Loyal, Setia Pada Konstitusi, Bukan Kekuasaan

Seorang ASN menandatangani pakta integritas di depan bendera Merah Putih, simbol kesetiaan pada negara

Kesetiaan adalah kata yang indah, tapi juga berbahaya.
Ia bisa melahirkan pengabdian, tapi juga kebutaan.
Di tangan seorang aparatur negara, kesetiaan menentukan arah, apakah ia akan berdiri tegak di bawah konstitusi,
atau berlutut di hadapan kekuasaan.


Setia Pada Negara dan Konstitusi

Dalam nilai BerAKHLAK, kata “Loyal” sering disalahpahami.
Banyak yang mengartikan loyalitas sebagai kepatuhan mutlak pada atasan.
Padahal, loyal bagi seorang ASN tidak berhenti di ruang perintah birokrasi —
ia berakar lebih dalam, pada kesetiaan terhadap cita-cita negara dan konstitusi.

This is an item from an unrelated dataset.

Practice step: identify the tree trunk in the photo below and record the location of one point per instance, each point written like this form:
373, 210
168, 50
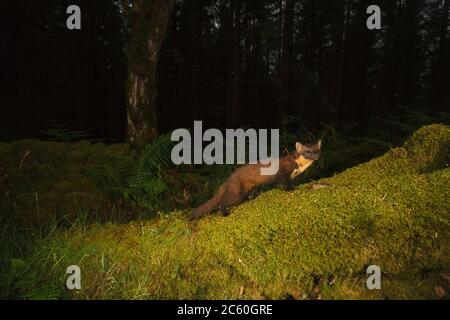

Loyal berarti teguh pada sumpah jabatan, pada nilai-nilai dasar Pancasila,
dan pada amanat UUD 1945 yang menempatkan rakyat sebagai sumber kekuasaan tertinggi.
Loyal bukan berarti manut tanpa berpikir,
melainkan berani berkata tidak saat kebijakan menyimpang dari hukum dan nurani.


Loyalitas yang Menyilaukan

Kekuasaan itu punya daya sihir.
Ia bisa membuat orang kehilangan arah —
menganggap perintah atasan lebih suci dari kebenaran itu sendiri.
Di sinilah banyak ASN tersesat, dalam ketakutan akan mutasi, ancaman jabatan, atau sekadar mencari “aman”.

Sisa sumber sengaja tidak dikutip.